22 junio 2008

La luna con las manos frías 1.2

Bajó la cabeza instintivamente cuando se cruzaba con aquella pareja en la acera, para no golpearse sin querer con el paraguas que ellos sostenían y que, quizá, en su embeleso, no habían sido capaces de apartar un poco para que ella pudiese pasar sin problemas entre la fachada y ellos.
Cuatro pasos más allá se quedó mirando un escaparate unos minutos. Primero observando con cuidado aquel juguete antiguo de madera que siempre se detenía a contemplar cuando pasaba por aquí, y unos segundos más tarde, ya sin pretenderlo conscientemente, o quizá dejándose vencer por la desidia aceitosa de ese juego ineficaz de la fantasía, pensando en él, en lo que estaría haciendo ahora, en las palabras que compartieron dos meses antes justo delante de este mismo escaparate, cuando ambos se detuvieron frente a él y guardaron silencio al principio. Ella ensimismada con ese juguete de madera y él, al rato, como dejándolo caer, soltando aquella frase, demoledora, aunque no supiese realmente que lo estaba siendo, pero como solía serlo con más frecuencia de la que podría haber creído.

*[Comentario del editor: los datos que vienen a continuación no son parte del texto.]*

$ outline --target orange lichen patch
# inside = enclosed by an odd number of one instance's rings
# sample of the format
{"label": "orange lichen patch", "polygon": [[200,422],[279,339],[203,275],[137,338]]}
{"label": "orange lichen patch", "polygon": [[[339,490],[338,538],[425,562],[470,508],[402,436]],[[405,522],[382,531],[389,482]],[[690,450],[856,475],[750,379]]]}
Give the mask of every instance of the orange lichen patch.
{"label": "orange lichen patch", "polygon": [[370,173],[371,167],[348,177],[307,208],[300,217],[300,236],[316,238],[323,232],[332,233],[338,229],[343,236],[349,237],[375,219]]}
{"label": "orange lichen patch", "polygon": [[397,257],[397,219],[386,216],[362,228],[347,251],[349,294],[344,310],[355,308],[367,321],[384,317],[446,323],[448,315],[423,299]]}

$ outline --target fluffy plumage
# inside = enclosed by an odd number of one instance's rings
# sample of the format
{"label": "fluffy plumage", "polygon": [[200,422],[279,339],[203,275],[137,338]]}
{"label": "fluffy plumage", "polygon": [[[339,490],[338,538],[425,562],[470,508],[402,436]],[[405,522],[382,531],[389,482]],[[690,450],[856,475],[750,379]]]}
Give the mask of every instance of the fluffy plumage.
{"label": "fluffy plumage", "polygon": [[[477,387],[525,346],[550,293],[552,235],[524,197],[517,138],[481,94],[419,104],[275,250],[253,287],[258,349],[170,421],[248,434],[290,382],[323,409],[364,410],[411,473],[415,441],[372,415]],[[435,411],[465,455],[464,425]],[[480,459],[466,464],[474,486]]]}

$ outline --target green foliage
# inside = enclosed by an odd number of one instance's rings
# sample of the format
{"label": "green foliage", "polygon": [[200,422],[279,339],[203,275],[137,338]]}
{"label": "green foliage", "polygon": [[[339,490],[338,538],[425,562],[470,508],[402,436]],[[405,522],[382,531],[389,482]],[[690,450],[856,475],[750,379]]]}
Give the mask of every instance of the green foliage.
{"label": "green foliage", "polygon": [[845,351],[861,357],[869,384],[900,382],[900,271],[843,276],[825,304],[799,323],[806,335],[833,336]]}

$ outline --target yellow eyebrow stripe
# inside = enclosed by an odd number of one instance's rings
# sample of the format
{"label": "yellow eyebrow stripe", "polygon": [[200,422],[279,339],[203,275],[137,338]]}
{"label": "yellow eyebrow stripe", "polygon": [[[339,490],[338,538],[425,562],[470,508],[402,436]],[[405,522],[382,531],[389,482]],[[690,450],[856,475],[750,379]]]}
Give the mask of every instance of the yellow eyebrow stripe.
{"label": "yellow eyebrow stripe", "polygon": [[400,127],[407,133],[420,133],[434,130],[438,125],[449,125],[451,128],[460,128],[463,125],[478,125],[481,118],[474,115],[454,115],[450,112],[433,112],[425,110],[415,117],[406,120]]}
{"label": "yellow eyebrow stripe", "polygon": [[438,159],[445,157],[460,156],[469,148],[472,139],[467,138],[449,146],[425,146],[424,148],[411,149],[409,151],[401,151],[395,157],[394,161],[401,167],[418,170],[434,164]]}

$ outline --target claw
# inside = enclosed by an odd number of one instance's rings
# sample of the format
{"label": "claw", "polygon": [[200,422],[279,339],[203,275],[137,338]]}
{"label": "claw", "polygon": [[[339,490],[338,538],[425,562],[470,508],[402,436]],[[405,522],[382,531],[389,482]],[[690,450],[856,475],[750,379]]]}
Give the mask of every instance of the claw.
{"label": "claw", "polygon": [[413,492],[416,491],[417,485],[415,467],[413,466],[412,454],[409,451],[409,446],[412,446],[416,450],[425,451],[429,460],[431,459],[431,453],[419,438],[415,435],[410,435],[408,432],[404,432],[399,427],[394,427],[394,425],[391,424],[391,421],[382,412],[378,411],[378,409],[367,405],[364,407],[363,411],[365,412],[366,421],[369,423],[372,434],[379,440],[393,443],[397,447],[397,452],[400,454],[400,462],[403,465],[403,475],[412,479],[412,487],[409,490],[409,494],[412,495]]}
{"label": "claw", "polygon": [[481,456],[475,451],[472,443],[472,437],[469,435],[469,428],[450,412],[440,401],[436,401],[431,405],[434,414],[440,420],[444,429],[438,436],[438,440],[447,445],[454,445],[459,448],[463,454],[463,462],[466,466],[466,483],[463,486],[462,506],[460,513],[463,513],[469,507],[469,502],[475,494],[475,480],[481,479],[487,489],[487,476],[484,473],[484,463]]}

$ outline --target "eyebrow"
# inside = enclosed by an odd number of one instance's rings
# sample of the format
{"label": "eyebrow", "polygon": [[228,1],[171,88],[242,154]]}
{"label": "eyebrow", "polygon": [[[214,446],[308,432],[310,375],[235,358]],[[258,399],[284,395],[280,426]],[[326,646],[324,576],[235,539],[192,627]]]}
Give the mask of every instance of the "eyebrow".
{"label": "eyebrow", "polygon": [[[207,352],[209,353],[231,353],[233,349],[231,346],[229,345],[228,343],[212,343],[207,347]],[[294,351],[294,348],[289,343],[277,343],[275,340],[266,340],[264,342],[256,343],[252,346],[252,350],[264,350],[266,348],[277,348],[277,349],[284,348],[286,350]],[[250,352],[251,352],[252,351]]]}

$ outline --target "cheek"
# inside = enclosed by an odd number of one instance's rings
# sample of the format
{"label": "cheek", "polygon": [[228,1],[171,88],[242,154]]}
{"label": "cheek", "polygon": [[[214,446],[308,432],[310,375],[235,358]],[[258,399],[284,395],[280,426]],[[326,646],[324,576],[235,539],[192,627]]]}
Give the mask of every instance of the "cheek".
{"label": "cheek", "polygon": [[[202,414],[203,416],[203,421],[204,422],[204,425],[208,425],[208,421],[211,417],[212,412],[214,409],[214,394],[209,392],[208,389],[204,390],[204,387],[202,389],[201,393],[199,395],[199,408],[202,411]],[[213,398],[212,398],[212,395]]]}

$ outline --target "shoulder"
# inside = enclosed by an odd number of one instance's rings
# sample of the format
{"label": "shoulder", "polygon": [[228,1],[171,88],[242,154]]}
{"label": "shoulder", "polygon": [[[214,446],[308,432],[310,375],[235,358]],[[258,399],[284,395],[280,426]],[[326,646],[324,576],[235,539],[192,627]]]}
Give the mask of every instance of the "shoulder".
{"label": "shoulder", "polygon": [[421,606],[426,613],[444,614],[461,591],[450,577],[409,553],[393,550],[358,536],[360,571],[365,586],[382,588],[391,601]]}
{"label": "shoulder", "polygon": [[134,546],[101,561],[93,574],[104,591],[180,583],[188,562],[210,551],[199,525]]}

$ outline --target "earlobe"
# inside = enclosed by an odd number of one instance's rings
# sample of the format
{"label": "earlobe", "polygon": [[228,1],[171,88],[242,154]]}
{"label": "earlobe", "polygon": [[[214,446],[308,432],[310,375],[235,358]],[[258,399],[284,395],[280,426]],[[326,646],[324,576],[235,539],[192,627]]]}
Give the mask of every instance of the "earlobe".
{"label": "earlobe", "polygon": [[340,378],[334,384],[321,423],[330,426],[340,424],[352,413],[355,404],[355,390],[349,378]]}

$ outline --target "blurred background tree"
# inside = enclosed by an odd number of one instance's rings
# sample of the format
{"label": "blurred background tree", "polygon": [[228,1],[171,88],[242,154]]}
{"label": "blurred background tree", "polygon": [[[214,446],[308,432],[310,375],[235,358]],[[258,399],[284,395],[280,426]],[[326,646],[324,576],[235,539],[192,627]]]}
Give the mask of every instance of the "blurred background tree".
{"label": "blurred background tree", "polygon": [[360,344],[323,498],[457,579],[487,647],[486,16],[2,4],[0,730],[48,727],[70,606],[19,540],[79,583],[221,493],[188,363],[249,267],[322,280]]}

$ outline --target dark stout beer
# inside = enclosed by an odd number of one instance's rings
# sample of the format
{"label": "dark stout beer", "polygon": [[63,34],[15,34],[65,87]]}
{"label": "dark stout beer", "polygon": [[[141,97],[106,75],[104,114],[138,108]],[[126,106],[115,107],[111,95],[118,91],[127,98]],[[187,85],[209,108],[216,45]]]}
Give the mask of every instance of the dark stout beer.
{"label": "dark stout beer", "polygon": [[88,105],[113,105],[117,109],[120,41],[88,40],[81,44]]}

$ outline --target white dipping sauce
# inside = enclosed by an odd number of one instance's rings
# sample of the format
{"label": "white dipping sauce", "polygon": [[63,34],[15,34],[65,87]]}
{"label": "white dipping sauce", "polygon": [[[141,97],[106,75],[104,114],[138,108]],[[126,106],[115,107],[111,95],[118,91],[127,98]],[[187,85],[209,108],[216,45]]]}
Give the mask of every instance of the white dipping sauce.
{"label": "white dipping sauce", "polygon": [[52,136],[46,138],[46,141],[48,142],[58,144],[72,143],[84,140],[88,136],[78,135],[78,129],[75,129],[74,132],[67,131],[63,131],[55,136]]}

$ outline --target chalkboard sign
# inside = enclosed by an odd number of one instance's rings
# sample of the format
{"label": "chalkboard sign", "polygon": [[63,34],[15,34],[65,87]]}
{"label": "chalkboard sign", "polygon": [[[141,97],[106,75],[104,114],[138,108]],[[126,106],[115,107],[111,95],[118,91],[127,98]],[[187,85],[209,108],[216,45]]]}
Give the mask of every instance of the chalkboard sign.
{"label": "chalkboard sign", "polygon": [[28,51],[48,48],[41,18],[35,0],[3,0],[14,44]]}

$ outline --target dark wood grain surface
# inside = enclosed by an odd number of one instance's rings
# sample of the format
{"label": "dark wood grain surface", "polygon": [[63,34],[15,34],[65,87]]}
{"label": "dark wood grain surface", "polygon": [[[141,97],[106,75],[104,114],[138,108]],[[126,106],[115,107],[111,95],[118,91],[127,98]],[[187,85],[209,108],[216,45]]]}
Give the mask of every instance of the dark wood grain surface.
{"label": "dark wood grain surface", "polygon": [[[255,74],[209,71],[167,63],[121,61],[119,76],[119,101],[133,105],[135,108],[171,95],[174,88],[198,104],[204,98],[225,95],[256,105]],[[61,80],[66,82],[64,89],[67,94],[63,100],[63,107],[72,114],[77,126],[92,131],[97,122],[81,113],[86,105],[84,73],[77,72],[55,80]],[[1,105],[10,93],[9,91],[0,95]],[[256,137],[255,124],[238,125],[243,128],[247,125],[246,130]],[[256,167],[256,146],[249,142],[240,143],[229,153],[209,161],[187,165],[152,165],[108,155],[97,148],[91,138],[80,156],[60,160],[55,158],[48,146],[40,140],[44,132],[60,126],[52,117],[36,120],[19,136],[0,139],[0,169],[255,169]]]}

“Es bonito el reflejo de este escaparate, es un reflejo silencioso, pero nos muestra como una pareja cotidiana. Si uno se fija, desde el otro lado de la calle en el reflejo que exuda el escaparate, nos vería a ambos, tú con la mirada puesta en un objeto al otro lado del cristal, y yo buscando con simulada destreza cuál puede ser ese objeto, para no tener que preguntarte, dentro de unos días cuando venga a comprártelo, y poder regalártelo por sorpresa”.

De nuevo, con cierto grado instintivo en el gesto, Claudia varía el gesto, su mirada, para apoyarla en la acera del otro lado de la calle, en el lugar hipotético donde podría haber estado aquella tarde ese observador omnisciente al que se refería Bruno con aquella frase que le gustó tanto, que acabó de mostrarle las ganas de él, en el supuesto de que no hubiesen sido ya demasiado patentes. Esta vez, al otro lado de la calle, otras personas caminaban apresuradas sin fijarse en nada, nadie parecía ser el observador discreto de aquella frase de Bruno de dos meses antes, pero tampoco, para variar el cuadro un poco más, ella le tenía a su lado ahora.

Se abrochó el último botón de su abrigo y se puso a caminar de nuevo, girando rápidamente en la primera esquina, para apartarse cuanto antes de esa calle, del escaparate y del reflejo que se lo comía todo.


Resonando: la canción del relato

4 comentarios:

Tita dijo...

Hasta el último rincón de todo mundo, que hayamos visitado, puede recordarnos infinidad de saltos de corazón. Yo me quedo con que todo cambia menos los recuerdos, lo mejor: habrán más y más, nuestro álbum es infinito siempre y cuando nos levantemos.

Besos grandes

(s_gg) dijo...

Hay momentos, como el que recogía el reflejo del escaparate que pones en palabras, que nunca dejan de ocurrir. Por eso volvemos a encontrarlos, casi sin querer unas veces, como si no pudiéramos o no quisiéramos evitarlo; y otras, porque los buscamos con ganas.
Me ha gustado mucho tu texto.

Princess Valium dijo...

Los reflejos siempre son peligrosos, distorsionan la realidad y a veces no queremos darnos cuenta de ello. Siempre deberíamos tener un pie en el lado "bueno" del cristal, falta saber siempre cuál es ese lado.
Besos

Iraultza dijo...

Tita: siempre pegamos más "fotografías" en ese álbum, esa es la gracias, verdad? Besos enormes.

(s_gg): gracias, muchas. Y tendemos a recogerlos entre las manos, como hormiguitas, atesorando esos segundos, esos reflejos, esos momentos...esas esperas...

Princess: eso es lo complicado, saber a qué lado del cristal nos encontramos...porque solo solemos saberlo después. Besos.